Tuesday, January 1, 2019

Vice



The movie is not bad but it fails to show the evolution of the inscrutable psychopath within the rarest of the rare--the family of psychopaths--Lynne, Dick and Liz. In particular, nothing is told about his family and influences before his marriage to Lynne. This cannot be surprising--after all there is no rational explanation of the behavior of psychopaths other than some people enjoy hurting other people. Low IQ psychopaths become serial killers and hurt dozens; high IQs go to the media, Wall Street, the CIA and the State Department and, in the case of some, to the Presidency and hurt millions.

However, Cheney in the Dreyfus cameo in W is really shown as a pure evil without any explanation or comment. Paolo Sorrentino in Il Divo is superb in showing another inscrutable, Giulio Andreotti in minute details such as him attentively reading obscene graffiti on himself on the Roman wall or discussing household finances with his wife after the day of plotting corruption, treason and murder. But Sorrentino is the greatest director after the death of Italy's generation of the greatest (Fellini, Rosselini, Antonioni, De Sica, Visconti and Zavattini). Christian Bale is a fine actor but he was not given enough substance to work with.


1 comment:

  1. The writers and directors erroneously assumed that Cheney was always that way. I do not insist on my hypothesis that he suffered a brain injury following one of strokes but he was a voice of reason on the political right, for instance, abstaining from a continuation of the 1991 Gulf War after evicting Saddam from Kuwait or objecting to the enlargement of NATO during Bush I.

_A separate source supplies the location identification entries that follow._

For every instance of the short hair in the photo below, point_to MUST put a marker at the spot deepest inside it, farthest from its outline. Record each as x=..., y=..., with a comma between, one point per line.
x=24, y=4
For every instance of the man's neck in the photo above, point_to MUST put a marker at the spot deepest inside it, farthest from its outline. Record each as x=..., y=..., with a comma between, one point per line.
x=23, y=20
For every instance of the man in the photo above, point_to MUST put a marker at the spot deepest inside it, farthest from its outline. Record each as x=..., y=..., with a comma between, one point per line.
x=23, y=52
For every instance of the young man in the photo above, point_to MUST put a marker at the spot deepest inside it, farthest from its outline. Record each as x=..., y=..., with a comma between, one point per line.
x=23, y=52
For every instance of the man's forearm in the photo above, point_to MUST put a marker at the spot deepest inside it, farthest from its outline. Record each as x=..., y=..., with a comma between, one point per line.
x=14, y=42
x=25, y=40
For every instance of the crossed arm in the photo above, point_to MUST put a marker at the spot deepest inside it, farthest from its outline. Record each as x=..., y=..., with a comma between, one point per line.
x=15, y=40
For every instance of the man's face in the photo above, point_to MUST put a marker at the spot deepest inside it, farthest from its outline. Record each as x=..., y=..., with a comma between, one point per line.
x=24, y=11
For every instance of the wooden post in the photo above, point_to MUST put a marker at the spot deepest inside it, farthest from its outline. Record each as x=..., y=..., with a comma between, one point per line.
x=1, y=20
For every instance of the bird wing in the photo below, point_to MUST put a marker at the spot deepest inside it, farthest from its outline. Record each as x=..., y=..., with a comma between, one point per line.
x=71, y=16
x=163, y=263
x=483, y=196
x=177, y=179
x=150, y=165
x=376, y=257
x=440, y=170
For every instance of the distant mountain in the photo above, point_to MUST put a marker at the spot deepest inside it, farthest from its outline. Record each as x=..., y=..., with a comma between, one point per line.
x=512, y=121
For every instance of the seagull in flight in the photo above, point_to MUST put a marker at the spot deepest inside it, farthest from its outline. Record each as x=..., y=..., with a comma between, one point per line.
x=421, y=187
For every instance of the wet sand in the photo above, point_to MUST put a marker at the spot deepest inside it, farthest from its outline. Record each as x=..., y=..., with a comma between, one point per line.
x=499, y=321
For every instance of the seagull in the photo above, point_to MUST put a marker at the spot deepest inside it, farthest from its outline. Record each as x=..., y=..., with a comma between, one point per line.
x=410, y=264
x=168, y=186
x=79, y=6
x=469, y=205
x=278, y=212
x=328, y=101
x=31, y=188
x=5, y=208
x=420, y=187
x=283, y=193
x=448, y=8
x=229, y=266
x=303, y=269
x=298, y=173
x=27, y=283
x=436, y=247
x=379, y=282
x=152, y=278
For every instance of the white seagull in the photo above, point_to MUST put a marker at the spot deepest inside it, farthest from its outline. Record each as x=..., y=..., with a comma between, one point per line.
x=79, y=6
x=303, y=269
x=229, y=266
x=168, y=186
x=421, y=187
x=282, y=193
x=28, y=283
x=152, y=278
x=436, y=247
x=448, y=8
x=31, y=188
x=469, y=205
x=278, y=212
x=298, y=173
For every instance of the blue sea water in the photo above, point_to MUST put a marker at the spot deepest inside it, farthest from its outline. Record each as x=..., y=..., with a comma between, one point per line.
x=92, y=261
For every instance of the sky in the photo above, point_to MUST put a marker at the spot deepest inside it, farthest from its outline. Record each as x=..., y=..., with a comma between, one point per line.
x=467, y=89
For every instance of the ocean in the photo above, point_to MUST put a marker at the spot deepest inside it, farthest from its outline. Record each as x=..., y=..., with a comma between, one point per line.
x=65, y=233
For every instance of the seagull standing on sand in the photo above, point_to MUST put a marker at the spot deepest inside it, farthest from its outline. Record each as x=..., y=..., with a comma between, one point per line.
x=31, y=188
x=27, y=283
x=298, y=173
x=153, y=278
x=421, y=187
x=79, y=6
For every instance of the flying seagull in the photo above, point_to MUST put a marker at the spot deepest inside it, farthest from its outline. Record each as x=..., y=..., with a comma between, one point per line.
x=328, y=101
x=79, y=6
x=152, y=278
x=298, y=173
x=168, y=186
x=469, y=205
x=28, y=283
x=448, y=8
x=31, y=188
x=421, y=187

    I doubt that Bush II wanted him to be a Vice President. But he cleverly compromised every candidate in a Machiavellian way until he remained the only option. He completed his takeover of the foreign and defense policy during 2001 World Trade Center bombing as aptly as Hitler took complete power after the arson of the Reichstag (before, he was considered a temporary compromise) or as Stalin initiated Great Purges in the wake of the murder of Kirov in the same year of 1934, which he probably desired himself but was beaten to it by a deranged jealous husband of Kirov's mistress.